High-Dose Micafungin in Neonates and Young Infants with Invasive Candidiasis: Results of a Phase 2 Study

Abstract

Limited data are available on the most appropriate dosing, efficacy, and safety of micafungin in neonates and young infants with invasive candidiasis (IC). This study evaluated plasma levels, efficacy, and safety of micafungin at a dose of 8 mg/kg daily for a mean of 13.3 days (±5.2 days) in 35 neonates and young infants with IC. Micafungin plasma concentrations were 5.70 mg/liter preadministration and 17.23, 15.59, and 10.27 mg/liter after 1, 2, and 8 h, respectively. The resolution of the infection was achieved in 86.7% of patients treated for ≥14 days. In 20.0% of patients, we observed a transient hypertransaminasemia. Micafungin at a dose of 8 mg/kg daily is effective and well tolerated in neonates and young infants with IC. (This study has been registered at ClinicalTrials.gov under identifier NCT03421002 and in the EU Clinical Trials Register under number 2014-003087-20.).

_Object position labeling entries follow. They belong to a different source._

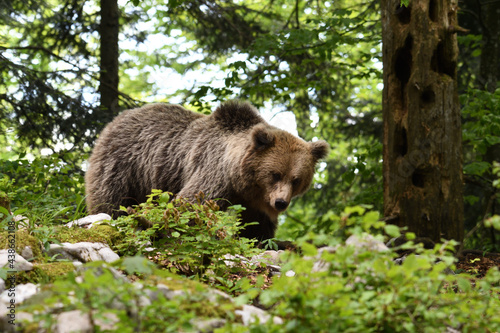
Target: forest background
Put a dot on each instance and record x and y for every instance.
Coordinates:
(63, 78)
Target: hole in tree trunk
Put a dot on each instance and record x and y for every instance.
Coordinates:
(440, 62)
(418, 178)
(400, 141)
(428, 96)
(402, 66)
(433, 9)
(403, 13)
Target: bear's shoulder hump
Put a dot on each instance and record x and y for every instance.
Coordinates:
(237, 116)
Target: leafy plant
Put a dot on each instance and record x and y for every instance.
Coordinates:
(361, 290)
(193, 239)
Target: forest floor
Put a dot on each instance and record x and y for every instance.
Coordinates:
(477, 263)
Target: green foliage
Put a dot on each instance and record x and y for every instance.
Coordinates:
(361, 290)
(47, 188)
(481, 137)
(481, 129)
(114, 304)
(188, 238)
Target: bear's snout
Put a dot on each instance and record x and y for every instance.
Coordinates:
(280, 204)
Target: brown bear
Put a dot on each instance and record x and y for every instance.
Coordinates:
(231, 154)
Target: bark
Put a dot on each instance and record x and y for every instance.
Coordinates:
(108, 85)
(422, 126)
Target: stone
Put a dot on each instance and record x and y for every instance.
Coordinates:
(250, 314)
(89, 221)
(22, 293)
(27, 253)
(83, 252)
(73, 321)
(366, 242)
(20, 264)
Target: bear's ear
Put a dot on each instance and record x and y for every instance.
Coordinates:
(262, 138)
(319, 149)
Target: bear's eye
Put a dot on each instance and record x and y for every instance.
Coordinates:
(276, 177)
(296, 182)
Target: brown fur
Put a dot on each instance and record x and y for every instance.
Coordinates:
(232, 154)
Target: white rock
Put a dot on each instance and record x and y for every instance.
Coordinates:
(27, 253)
(22, 292)
(89, 221)
(73, 321)
(20, 264)
(368, 242)
(83, 252)
(269, 257)
(23, 221)
(250, 314)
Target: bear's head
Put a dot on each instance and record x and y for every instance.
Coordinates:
(281, 166)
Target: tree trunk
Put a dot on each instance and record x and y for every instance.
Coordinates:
(108, 85)
(422, 125)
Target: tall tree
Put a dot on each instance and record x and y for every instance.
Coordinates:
(422, 125)
(108, 82)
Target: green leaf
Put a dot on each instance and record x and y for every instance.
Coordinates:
(392, 230)
(137, 264)
(477, 168)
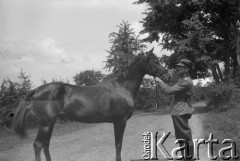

Keywords: echinocandins; invasive candidiasis; micafungin; neonatal intensive care unit.

Copyright © 2021 American Society for Microbiology.

Figures

FIG 1

Plasma concentrations of micafungin measured in heel-stick capillary samples from 34 patients. Safety analysis set comprised all enrolled patients who had received at least one dose of study drug. One patient died before the complete pharmacokinetic draw could take place. SD, standard deviation.